Accueil

Lille : «Elena» à l’opéra, ravissements et sensualité à tous les étages

Quelques mois après le festival d’Aix-en-Provence de l’été dernier, le public lillois peut découvrir cette « Elena », de Francesco Cavalli. Une partition puisée dans l’œuvre considérable et encore peu explorée de l’un de ces maestros italiens qui, au milieu du XVIIe siècle, font découvrir à la France les magies de l’opéra. Musique, voix, scénographie : ce spectacle est une splendeur, ravissements et sensualité à tous les étages.

Temps de lecture: 3 min

D’abord, l’intrigue. Elle tourne autour de la belle Hélène de Sparte, courtisée par Ménélas, enlevée par Thésée qui a délaissé Hippolyte, laquelle décide néanmoins de le retrouver. Poursuivis et poursuivants, nos héros qui endossent à tour de rôles (c’est le cas de le dire) des travestissements pour parvenir à leurs fins, passent la mer – où ils croisent Neptune – traversent une forêt enchantée, rencontrent le roi Tyndare et son bouffonne, combattent les jumeaux Castor et Pollux… Les publics de l’époque connaissant leur Mythologie pour les Nuls, les librettistes s’en donnaient à cœur joie.

Aujourd’hui, on n’a sans doute plus les références, mais la magie opère. Cette Elena est même un petit joyau théâtral où les guerres de caractères, les tourments amoureux et les rivalités sexuelles sont le quotidien des humains. Tirades du meilleur effet sur l’inconstance et la rouerie des femmes – « Qui ne cèdent que si on les force un peu » – la veulerie des hommes – « Vous êtes folles, belles dames, si vous croyez vos amants » –, mots à double sens : on rit souvent et franchement, tout cela est parfaitement emballé, presto, par la mise en scène inventive et baroquisante de Jean-Yves Ruf.
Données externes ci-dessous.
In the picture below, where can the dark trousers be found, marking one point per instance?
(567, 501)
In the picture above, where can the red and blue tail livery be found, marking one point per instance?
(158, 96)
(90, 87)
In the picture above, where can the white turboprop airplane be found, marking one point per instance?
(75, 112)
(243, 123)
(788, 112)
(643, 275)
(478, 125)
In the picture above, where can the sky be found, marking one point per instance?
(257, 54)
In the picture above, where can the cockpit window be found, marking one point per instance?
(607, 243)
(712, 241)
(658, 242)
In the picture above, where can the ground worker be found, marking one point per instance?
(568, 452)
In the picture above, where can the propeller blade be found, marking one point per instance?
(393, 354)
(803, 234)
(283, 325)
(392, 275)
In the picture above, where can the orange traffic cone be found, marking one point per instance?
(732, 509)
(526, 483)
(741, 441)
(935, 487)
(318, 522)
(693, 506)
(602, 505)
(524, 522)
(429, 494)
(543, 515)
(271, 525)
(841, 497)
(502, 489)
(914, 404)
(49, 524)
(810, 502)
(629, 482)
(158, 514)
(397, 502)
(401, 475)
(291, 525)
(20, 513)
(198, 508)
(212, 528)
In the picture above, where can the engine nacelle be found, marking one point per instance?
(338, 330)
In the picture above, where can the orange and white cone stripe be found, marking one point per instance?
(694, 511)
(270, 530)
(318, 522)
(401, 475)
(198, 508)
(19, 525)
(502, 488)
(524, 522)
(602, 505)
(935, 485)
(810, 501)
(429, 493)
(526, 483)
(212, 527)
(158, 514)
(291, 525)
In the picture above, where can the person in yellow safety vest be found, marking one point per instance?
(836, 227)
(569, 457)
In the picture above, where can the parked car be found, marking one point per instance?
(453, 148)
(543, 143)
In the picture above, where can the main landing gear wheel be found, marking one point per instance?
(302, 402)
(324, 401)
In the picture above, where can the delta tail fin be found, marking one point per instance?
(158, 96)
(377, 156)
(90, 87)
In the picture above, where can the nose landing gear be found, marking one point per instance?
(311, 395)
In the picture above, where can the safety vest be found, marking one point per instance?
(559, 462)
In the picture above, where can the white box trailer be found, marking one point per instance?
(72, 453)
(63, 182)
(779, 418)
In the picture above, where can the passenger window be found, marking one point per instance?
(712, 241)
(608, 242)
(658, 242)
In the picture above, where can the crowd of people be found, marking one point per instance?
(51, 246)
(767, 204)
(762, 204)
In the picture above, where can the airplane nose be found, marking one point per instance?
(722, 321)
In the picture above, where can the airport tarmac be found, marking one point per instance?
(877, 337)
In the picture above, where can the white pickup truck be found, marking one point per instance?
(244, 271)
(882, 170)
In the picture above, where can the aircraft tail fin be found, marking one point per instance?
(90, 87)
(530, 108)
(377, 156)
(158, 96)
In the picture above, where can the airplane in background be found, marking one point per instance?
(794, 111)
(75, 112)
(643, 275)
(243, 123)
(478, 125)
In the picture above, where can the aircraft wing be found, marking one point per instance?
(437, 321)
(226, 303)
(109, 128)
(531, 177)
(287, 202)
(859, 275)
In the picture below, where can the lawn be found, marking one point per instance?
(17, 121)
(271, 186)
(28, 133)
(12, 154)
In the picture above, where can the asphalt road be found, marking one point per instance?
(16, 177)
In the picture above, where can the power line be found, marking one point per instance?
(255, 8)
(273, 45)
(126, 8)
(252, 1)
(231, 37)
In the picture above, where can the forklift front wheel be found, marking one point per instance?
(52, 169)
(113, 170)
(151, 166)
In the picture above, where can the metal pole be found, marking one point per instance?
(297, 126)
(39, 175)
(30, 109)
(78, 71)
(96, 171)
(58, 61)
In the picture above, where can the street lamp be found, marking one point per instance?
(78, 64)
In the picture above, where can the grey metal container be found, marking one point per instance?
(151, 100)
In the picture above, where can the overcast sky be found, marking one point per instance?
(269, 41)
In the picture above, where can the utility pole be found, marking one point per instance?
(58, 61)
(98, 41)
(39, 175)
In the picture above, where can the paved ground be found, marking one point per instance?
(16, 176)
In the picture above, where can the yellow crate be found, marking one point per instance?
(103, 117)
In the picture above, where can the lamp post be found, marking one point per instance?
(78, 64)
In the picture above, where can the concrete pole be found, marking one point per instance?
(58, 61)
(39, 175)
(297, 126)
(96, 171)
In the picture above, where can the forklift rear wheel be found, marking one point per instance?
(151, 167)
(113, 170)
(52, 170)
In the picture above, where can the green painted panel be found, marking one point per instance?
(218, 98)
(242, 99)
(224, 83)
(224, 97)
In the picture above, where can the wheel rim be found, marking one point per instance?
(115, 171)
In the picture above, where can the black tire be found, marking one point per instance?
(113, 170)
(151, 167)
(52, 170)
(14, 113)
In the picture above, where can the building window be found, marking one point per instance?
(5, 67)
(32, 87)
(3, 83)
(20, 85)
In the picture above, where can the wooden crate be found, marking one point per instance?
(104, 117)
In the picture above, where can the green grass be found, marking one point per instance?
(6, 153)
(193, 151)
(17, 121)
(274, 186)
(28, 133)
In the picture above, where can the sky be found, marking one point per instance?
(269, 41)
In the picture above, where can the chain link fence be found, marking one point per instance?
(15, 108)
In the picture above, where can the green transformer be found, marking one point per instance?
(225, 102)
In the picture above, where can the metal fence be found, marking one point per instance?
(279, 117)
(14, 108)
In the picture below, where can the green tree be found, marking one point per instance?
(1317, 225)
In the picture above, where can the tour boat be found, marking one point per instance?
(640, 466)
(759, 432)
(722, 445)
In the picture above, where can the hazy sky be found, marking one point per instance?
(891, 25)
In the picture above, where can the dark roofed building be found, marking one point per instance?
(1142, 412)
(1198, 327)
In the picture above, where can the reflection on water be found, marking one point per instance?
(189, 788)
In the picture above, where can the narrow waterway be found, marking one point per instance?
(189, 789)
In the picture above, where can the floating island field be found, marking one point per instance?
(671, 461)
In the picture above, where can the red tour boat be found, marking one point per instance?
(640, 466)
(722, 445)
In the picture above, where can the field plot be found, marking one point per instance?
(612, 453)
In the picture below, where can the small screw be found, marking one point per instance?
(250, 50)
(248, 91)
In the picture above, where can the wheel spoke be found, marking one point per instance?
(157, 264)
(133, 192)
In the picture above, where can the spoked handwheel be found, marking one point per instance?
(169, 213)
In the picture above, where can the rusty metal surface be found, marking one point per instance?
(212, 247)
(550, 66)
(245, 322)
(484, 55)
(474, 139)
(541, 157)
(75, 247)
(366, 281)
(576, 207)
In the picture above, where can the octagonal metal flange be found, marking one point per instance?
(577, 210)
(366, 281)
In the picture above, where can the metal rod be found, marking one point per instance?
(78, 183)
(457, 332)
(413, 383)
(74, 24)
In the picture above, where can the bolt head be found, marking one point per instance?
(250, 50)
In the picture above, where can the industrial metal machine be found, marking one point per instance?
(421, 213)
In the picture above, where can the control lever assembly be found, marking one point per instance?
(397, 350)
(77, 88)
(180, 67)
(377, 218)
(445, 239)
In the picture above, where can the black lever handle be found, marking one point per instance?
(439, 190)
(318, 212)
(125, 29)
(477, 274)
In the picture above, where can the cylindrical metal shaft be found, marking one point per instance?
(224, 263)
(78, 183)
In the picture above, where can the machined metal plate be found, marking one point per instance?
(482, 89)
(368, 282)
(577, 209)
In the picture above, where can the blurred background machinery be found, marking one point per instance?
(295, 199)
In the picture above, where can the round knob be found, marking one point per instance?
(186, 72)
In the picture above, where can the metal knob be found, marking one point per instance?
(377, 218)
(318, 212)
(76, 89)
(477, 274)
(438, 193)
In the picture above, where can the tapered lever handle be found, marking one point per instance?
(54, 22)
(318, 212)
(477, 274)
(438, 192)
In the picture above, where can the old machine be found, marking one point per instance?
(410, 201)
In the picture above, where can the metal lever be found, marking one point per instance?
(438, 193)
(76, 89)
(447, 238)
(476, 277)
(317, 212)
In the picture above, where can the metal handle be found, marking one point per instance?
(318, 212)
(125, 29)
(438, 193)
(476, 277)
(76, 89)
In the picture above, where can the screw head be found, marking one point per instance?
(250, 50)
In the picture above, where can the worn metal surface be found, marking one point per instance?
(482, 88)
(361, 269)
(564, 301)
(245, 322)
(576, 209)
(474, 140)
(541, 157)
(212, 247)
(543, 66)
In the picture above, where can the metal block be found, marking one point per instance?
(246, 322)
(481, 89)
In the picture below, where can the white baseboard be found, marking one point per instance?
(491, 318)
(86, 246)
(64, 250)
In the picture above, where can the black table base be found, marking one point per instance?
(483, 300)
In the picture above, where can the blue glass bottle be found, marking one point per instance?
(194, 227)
Et puis, la musique, et puis les voix ! La partition de Cavalli – qui fut élève de Monteverdi – est une succession, une magnifique palette d’airs, duos, trios vocaux où le raffinement le dispute à la sensualité. Les états de la passion amoureuse y sont déclinés avec une fureur terriblement charnelle (italienne !). Depuis deux orgues qu’il joue tout en conduisant l’excellente Cappella Mediterranea, (dix musiciens dans un continuo impeccable), Leonardo Garcia Alarcon mène les chanteurs sans temps mort, pulsation et rubato. Treize jeunes chanteurs – la distribution a changé depuis Aix –, qui endossent leurs rôles avec un bel abattage, se jouant des inversions de rôles, de voix et de postures comme les aimait le théâtre du XVIIe siècle. Jusqu’à la magnifique ambiguïté du sopraniste Kangmin Justin Kim (Ménélas). Mention également à Elena (Giuilia Semenzato), Hippolyte (Giuseppina Bridelli) et Thésée (David Szigetvari). L’œuvre se termine sur les couples – Elena-Ménélas, Hippolyte-Thésée – chantant leur félicité amoureuse (air qui ne serait pas sans rappeler le duo d’amour final du Couronnement de Poppée de Monteverdi). Une merveille on vous dit.

Mercredi 9 et jeudi 10 avril à 19h30 à l’opéra, place du Théâtre à Lille. 33 à 5 €. 03 62 21 21 21.